Happy Monday! Before I explain what "full disclosure" I speak of, I just want to remind everyone about the great
Giveaway I have going on RIGHT NOW! Blogger was randomly angry last week and deleted a bunch of comments, so if you commented, it might be gone!
Now, on to full disclosure. When you start a blog, you basically agree to put yourself out there for (hopefully) a lot of people to see. Perhaps you can inspire some people, show people what you can do and have an online journal for your thoughts and projects. This post will not inspire you. But it will make you laugh...at me. I love my readers (and I love myself enough to laugh at myself), so here is full disclosure - cake style.
In the past year plus that I have had this blog, I have improved my baking skills. I can pipe icing on cupcakes with beautiful swirls, flood cookies with royal icing, and kill some chocolate chip cookies. People have actually paid me for cupcakes and cookies to bring to their events! Apparently, the one thing I can't do? Make a pretty layer cake. Oh...and spell. I apparently can't spell.
This past weekend we celebrated my good friend Hillary's birthday, and my job was to make a cake. I decided to make a delicious carrot cake. This recipe was given to me by friend Ginger several years ago, and it should be called "Carrot Cake on Crack." It's that good.
So, I think I'm hot stuff, and decide to whip up a layer cake for the first time. Here's the outcome....the ugliest cake in the world, and keeping with the full disclosure, I am not even going to edit the pictures.
I make my carrot cake with love and dedication, and decide to pipe on some orange frosting to go with the "carrot" theme. I write the word "Surprise" on the cake, since it was supposed to be a surprise party but got ruined. A little irony, if you will. I know the cake isn't pretty, but whatev. Picture this scene: I bring in my biggest supporter, Mr. Fo.
Me: "It's not that ugly, right Stu? Is it the ugliest cake in the world? Should I destroy it?"
Mr. Fo: " Umm, you spelled Surprise wrong."
Me: "No I didn't you idiot!"
Mr. Fo: "Sooo-Prise?" (Picture this for the rest of the night)
I'm going to defend myself briefly and say that I am typically a good speller, which is what makes this unfortunate. Oh, and the fact that frosting a crumbly layer cake with homemade cream cheese frosting is near impossible. Kudos to all you cake folks. Just when you think the cake can't get any worse, Mr. Fo says: "You should add a "little r" so that people know that YOU KNOW that you spelled it wrong." So, I add a correction, but I had used all the orange icing and all I had was a leftover tube of black in the pantry. So, now it's an ugly, misspelled, Halloween cake. You know, black and orange.

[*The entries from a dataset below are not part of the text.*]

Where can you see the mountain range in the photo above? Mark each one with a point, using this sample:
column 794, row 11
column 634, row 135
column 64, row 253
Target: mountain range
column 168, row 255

Halloween colors.
After getting a few good belly laughs out of the way, my friends and I tried the cake. It may have been ugly, but man it was delicious.Maybe the uglier it is the better it tastes?
Apologies to the following: My parents, who spent god knows how much on my education to have me misspell a simple world and then feature it on my blog and my father-in-law and sister-in-law who pride themselves on their grammatical and spelling skills.
I hope you have a "SURPRISINGLY" good Monday.